Louisiana lawmakers expected 2017 to be a banner year with an anticipated payment of about $176 million.
Then in June, the Trump administration announced it wanted to eliminate the revenue-sharing program completely.
In response, Sen. Bill Cassidy, R-La., invited Zinke “to visit Louisiana and view the coast, learn how Louisiana uses offshore revenues for coastal restoration projects, and how cuts to those revenues would impact vulnerable regions as well as America’s energy supply chain.”
Zinke finally made the trip on Saturday, but in September the Interior Department had told Louisiana its share of the oil and gas royalties would be somewhere between $62 million and $75 million — less than half the amount previously projected.
And because of the complicated formula used to distribute the funding, no one in Louisiana is exactly sure why the shortfall occurred.
Graves squarely placed blame for the shortfall on the Obama-era moratorium, and said the fix is to increase development of oil and gas development, and coastal export facilities, to generate more revenue.
Specifically, he spoke of the construction of new facilities that would pull gas from offshore sites to sell overseas.

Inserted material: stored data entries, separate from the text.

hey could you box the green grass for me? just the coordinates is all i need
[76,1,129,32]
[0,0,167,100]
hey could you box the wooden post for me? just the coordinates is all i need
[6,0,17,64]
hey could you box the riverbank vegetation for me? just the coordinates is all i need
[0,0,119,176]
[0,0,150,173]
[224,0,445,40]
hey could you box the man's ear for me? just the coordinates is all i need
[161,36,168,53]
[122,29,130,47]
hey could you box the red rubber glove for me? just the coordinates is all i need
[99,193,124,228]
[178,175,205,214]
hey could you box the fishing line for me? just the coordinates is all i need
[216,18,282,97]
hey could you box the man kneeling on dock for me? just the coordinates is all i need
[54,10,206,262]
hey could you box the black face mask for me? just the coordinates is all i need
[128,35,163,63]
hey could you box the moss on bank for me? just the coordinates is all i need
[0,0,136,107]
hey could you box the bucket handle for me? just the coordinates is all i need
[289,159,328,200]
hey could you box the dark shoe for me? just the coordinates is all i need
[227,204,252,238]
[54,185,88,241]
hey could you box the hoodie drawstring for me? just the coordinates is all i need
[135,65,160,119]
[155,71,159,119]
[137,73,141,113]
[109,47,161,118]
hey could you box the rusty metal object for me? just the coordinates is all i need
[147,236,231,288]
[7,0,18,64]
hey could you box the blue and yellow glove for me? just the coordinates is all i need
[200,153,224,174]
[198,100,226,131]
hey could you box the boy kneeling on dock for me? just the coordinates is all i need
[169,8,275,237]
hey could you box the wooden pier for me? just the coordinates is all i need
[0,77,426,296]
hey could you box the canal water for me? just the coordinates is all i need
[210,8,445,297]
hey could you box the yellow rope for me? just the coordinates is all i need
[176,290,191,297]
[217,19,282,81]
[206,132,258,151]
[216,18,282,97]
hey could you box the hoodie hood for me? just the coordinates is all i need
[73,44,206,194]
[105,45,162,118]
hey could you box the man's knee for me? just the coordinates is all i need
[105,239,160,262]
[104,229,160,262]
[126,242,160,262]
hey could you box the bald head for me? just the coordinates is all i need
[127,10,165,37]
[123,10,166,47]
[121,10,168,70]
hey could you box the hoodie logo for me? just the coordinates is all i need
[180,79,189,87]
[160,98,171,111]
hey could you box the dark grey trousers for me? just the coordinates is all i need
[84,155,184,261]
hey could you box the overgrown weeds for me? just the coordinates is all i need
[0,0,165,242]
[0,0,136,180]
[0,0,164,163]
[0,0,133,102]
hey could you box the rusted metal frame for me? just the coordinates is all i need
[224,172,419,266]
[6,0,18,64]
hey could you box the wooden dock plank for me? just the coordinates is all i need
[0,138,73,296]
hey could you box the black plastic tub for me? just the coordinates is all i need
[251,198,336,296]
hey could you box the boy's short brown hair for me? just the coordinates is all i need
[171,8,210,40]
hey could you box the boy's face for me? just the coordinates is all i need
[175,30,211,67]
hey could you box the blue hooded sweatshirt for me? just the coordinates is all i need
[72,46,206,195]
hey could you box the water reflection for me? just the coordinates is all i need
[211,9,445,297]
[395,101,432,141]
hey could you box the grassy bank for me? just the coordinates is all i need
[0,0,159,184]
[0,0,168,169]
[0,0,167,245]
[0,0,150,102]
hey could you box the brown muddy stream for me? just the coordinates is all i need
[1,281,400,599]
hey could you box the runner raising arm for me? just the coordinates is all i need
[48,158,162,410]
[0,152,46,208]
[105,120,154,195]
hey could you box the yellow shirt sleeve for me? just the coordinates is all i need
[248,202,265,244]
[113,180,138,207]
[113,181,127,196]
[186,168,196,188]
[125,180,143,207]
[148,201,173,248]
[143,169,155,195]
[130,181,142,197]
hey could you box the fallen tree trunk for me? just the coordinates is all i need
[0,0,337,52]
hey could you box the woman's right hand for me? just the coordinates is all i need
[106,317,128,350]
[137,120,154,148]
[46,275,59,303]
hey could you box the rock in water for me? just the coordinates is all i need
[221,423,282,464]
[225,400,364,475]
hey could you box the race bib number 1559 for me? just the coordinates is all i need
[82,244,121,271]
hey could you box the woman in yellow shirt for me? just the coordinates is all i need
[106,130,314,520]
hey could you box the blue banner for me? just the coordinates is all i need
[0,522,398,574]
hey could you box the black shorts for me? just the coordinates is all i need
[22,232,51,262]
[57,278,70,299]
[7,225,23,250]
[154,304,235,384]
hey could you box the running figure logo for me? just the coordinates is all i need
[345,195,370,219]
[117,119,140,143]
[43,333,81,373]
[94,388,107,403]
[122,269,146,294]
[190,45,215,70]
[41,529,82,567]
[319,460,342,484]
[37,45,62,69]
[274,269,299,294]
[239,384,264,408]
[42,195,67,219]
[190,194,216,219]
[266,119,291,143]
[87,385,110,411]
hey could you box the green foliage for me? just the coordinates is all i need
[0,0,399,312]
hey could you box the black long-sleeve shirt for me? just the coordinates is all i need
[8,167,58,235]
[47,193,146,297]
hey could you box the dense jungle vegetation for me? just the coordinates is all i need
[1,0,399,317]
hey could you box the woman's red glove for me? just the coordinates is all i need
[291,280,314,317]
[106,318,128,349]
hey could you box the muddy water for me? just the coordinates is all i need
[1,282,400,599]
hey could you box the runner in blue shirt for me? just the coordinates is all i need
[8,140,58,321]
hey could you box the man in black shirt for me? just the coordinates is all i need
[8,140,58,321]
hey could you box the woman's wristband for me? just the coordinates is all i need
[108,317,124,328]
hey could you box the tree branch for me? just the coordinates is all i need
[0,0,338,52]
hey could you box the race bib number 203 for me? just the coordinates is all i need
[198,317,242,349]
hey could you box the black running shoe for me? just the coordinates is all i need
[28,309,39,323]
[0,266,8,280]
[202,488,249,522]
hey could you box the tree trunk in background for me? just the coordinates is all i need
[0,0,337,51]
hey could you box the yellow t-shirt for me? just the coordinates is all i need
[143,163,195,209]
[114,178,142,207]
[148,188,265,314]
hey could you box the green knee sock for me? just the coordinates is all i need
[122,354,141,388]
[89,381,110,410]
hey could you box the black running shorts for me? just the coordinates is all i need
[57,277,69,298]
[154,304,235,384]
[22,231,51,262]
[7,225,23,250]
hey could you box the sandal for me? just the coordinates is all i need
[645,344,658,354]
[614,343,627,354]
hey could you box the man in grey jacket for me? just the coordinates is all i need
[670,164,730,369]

Zinke agreed, opining that “more energy means more money” under the revenue-sharing program.
He also said that as secretary of Interior he is in a position to “cut through the bureaucracy” that is stalling coastal restoration projects.
Cassidy said the tax plan approved by the Senate early Saturday morning included about $100 million earmarked for coastal restoration efforts in Louisiana.
Zinke’s schedule also included a closed briefing at the Center for Coastal & Deltaic Solutions in Baton Rouge.